Mussolini_ His Part in My Downfall - Spike Milligan [36]
“Yes, Kings of England from the right, number! George one! George two, George three, William the one, James the two.”
I was babbling on like this when the beckoning face of Sergeant King appears. “Ahhhhh,” he leers, “‘oo ‘as been ‘iding from ‘is nice Sergeant?” He’s looking at me. “You are to go with our dearly beloved Major Jenkins forward, in search of (a) the Enemy, and (b) an OP.”
Gunner Ben Wenham outside his country residence (Wembley Exhibition position)
Soon I am in G truck with Spike Deans, Vic Nash and Lt. Wright. I am not actually with Major Jenkins, he’s in H truck. Behind us is X truck; what had happened to all the numbers? In the back of the truck the ever-inventive Bombardier Deans opens the pontoon school.
“I’ll be banker,” says Deans.
“Why?” I said.
“Because I thought of it.”
“We should draw for it,” I protested.
“Then you’ll have to use your cards,” said Deans.
“I haven’t got any.”
“Then I’m banker,” he said, “because I have.” He shuffled the cards with great dexterity and dropped them.
First hand I got pontoon! By the time we got to 018908 I accumulated a nice little kitty of about 300 lire.
“Well,” I said, “I never thought I’d be 300 lire better off by the end of the day.”
“You could be twice as rich,” said Deans.
“How?”
“I’ll toss you double or nothing.”
He did. I lost the lot. 018908 was a small flat area with a small range of hills north of us, San Marco by name. In the base of them were numerous caves. We parked our vehicles adjacent to a line of trees, put up camouflage nets, and sat staring at each other.
“What now, gentlemen?” I said.
“Pontoon?” said Deans.
“Not on your bloody life.”
“Alright, you suggest something,” he said, folding his arms and grinning.

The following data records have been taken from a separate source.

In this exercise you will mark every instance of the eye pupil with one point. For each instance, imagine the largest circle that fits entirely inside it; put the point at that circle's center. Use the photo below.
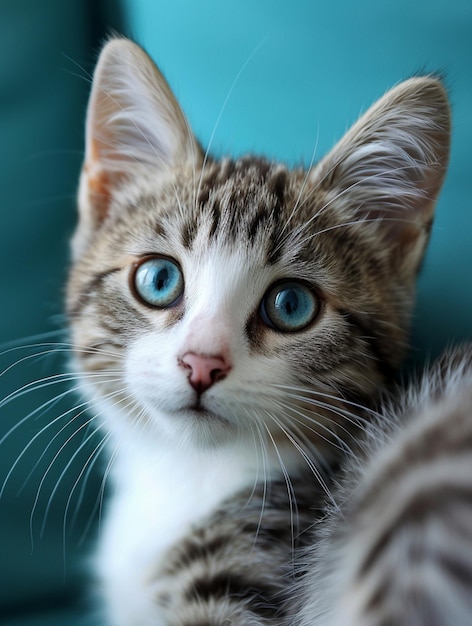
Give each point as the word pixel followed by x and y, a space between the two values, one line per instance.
pixel 162 279
pixel 287 300
pixel 158 282
pixel 289 306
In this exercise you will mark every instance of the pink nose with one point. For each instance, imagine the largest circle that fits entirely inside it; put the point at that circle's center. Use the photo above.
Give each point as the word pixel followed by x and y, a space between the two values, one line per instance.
pixel 204 370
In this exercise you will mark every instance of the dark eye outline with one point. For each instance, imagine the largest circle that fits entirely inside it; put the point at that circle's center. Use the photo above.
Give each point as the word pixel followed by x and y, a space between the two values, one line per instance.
pixel 138 295
pixel 277 287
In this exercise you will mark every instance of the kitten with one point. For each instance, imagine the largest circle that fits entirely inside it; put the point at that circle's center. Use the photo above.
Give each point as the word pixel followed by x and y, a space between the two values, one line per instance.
pixel 234 322
pixel 398 550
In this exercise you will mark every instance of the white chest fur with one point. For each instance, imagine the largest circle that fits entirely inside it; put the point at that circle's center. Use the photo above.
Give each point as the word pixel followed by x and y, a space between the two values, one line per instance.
pixel 158 499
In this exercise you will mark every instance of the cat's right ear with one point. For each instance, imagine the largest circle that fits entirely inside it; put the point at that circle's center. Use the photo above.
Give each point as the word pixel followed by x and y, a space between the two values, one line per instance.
pixel 133 120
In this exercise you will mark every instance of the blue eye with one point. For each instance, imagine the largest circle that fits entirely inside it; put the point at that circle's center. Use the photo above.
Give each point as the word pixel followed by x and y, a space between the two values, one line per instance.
pixel 289 306
pixel 159 282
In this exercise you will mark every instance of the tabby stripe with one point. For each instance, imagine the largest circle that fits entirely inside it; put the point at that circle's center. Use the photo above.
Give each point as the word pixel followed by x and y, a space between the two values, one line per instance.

“I have suggested something,” I said, folding my arms and grinning.
“What?” he said.
I said, “I have suggested that we don’t play pontoon.”
A voice is calling. “All personnel over here.”

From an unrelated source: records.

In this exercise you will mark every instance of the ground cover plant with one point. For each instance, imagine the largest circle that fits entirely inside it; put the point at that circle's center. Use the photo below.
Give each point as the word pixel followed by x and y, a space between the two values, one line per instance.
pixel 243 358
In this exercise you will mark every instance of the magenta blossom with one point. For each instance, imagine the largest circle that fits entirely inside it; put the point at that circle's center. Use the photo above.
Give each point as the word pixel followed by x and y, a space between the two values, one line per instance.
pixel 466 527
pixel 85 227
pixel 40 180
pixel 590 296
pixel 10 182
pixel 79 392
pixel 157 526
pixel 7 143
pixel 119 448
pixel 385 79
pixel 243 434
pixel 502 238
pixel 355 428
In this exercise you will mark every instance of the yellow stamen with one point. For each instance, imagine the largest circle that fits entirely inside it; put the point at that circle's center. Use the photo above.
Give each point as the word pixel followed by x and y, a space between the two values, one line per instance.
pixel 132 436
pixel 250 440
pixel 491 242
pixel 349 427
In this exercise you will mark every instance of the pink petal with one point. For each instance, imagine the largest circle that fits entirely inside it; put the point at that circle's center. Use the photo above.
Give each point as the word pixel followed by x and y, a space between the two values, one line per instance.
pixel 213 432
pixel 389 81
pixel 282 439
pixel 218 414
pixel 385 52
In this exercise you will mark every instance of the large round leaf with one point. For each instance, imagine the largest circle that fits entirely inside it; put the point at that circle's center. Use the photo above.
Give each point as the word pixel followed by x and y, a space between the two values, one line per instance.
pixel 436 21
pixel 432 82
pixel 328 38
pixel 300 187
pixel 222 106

It’s Lt. Wright, who is standing outside the mouth of a cave which looks like it’s going to swallow him. With great urgency on our faces we amble across. Mr Wright waits patiently.
“Now,” he says, looking at some orders pinned to his map. “We are now at San Marco, here,” he taps the map, his papers fall in the mud. “Blast,” he says.

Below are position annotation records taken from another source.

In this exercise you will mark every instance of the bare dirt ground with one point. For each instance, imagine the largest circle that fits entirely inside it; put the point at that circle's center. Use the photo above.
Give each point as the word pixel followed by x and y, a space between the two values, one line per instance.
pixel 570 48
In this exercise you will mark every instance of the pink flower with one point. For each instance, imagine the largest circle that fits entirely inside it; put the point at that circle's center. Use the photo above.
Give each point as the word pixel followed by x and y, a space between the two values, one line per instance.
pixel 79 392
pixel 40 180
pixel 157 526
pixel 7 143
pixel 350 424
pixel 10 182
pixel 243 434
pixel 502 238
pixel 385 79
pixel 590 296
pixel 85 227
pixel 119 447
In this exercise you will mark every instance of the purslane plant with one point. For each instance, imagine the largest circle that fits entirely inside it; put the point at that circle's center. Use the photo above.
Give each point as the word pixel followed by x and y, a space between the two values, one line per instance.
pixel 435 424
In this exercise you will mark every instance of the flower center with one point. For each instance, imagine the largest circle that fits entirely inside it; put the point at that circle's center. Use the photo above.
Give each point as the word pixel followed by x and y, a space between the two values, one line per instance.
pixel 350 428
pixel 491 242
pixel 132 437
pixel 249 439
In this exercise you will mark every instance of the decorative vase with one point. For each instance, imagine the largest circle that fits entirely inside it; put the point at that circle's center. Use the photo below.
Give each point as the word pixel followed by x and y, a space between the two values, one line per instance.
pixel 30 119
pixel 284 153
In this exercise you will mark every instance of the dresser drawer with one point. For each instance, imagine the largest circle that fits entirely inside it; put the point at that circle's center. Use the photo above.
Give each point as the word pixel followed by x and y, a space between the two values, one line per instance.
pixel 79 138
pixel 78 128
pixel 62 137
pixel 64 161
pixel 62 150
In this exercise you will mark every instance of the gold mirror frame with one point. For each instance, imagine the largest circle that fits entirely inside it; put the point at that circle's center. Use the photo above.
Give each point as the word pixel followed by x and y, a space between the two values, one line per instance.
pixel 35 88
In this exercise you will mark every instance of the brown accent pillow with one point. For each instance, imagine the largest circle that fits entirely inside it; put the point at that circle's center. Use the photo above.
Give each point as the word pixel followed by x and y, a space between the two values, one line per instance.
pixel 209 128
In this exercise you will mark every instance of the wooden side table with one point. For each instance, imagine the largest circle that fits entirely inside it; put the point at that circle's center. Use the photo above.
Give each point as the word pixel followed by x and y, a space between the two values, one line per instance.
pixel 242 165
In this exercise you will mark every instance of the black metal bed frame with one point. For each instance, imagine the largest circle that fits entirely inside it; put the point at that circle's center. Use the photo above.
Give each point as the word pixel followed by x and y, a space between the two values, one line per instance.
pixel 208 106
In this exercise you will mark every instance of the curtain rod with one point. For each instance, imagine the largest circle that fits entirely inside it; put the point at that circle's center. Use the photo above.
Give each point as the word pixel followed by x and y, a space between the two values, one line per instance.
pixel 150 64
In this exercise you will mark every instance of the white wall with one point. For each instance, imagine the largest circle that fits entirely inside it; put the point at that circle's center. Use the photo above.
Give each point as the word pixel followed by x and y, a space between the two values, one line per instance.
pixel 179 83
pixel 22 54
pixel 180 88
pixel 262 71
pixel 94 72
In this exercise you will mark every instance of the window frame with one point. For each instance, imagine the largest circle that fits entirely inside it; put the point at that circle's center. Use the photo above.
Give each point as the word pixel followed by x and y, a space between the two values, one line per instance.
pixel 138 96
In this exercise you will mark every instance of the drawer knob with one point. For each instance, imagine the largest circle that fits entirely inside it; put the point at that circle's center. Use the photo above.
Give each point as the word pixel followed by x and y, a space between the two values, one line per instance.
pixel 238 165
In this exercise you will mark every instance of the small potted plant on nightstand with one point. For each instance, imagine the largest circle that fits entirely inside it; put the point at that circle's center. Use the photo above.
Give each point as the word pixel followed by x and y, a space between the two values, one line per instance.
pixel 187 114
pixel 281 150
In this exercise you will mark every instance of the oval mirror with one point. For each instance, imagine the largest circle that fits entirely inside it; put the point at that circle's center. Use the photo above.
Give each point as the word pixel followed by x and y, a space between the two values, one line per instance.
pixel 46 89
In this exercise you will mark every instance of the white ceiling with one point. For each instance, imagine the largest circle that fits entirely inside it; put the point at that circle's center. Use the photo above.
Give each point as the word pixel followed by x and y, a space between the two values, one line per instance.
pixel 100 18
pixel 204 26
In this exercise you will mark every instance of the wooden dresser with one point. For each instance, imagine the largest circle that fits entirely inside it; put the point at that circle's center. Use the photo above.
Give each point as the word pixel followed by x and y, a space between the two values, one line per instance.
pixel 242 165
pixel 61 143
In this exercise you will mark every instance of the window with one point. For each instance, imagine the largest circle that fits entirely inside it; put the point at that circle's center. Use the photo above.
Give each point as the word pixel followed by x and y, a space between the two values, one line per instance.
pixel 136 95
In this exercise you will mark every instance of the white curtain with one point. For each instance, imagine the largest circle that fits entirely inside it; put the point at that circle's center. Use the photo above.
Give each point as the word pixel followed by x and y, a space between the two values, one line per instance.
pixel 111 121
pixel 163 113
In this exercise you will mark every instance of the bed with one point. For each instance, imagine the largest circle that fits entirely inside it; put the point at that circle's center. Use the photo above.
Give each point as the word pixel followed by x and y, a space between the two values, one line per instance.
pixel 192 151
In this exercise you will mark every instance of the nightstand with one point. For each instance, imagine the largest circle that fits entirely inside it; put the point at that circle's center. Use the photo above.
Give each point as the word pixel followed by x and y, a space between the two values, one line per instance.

I bend down to pick them up; he is now clutching a handful of muddy papers. “I was saying we are here, and we’ve temporarily lost touch with the Bosche—so we will carry out maintenance of wireless sets, small arms and vehicles until further orders, that is all.”
I clutch Bombardier Deans’ arm dramatically, and whisper, “He’s going to leave us. What are we going to do?”
A rattling sound reveals Sherwood’s bren carrier loaded to the gills, with Lt. Walker, Gunner Ben Wenham, Gunner Pinchbeck and Lt. Budden followed by Don R. Lawrence—they are going forward to look for Jerry.
“Group looking for Jerry.” Left to right are Don R. Ted Lawrence, Lt. Walker, Ben Wenham, Gunner Pinchbeck, Lt Budden and Bdr. Brookes.
“My God go with ‘eee,” I said, striking a dramatic pose, one hand clutching my heart.
Ben Wenham grins and says, “Who’s a silly bugger then!”
We wave them goodbye as they disappear over the brow of a hillock. Indeed the Germans had pulled back, quite a distance.
“They must be suffering withdrawal symptoms,” I told Mr Wright, “It’s a sort of wartime coitus interruptus.”
That night was wonderful. I remember it was crisp, cold, clear, starlit, that’s if I remember: if not, it was raining.